Author: XuBo From: www.yourpaper.net Posted: 2009-06-15 07:36:25 Read:
Paper Keywords: debt financing, risk prevention
Abstracts: debt financing is a way of corporate finance. In this way can solve financial pressure, it also enabled companies in trouble, and even lead to bankruptcy. The first debt financing and its pros and cons, discussed the causes of the debt financing risk on this basis, and companies how to guard against the risk of debt financing recommendations.



The debt financing is one of the major funding of the modern enterprise. Through debt financing, not only can solve the problems of the business capital, and allows businesses to sources of funding presents a wide range of trends. Debt financing is a double-edged sword, and at the same time to meet the corporate demand for funds, bring financial benefits, but also bring the risk to the enterprise, even cause serious financial crisis facing bankruptcy. Therefore, how to correctly understand the corporate debt financing, and it is particularly important to establish risk prevention measures.

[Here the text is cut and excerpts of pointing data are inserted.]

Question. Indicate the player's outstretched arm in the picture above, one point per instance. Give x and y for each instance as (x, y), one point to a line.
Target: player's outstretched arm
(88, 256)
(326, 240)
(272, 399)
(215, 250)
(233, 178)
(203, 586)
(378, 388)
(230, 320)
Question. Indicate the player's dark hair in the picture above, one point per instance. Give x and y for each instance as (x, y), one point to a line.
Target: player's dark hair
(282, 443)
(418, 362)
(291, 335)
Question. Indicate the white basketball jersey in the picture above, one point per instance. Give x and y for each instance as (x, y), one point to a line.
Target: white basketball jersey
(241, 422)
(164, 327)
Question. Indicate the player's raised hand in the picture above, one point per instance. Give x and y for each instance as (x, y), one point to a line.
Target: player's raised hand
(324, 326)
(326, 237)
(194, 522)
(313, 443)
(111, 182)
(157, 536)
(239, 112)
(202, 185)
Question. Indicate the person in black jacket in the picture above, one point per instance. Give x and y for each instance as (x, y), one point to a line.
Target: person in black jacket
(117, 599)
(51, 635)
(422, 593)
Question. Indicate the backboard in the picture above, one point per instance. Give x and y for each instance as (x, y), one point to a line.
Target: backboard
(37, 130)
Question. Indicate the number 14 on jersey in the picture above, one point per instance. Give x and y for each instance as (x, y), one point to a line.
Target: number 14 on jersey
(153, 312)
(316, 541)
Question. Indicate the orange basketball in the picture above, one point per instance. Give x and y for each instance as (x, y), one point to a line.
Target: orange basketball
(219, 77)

First, the meaning of corporate debt financing

Corporate debt financing risk in corporate debt financing behavior. Corporate debt financing enterprises through bank loans, bonds, commercial credit issued to raise the enterprise funds needed behavior.
Debt financing is a double-edged sword, pros and cons for enterprises. Debt financing major benefits to the enterprise, including: (1) reduce the weighted average capital. Mainly reflected in the rate of debt financing the cost of capital is lower than the cost of capital, and equity capital financing companies through debt financing can make the real burden of debt interest is less than the dividends paid to investors. (2) give investors the financial leverage effect. That when the total yield of corporate assets is greater than the debt financing interest rates, debt financing can increase the yield for investors. (3) can quickly raise funds to make up for internal insufficient funds. Debt financing relative to other financing, the procedures are more simple, faster of funds, corporate financial difficulties can be solved quickly. (4) in favor of the retention of corporate control over. Debt financing does not have the role of equity dilution, usually the debtor is not entitled to participate in the operation and management and decision-making, business activity does not have the right to vote, there is no entitlement to corporate profits and retained earnings, is conducive to maintaining the existing shareholders control capacity.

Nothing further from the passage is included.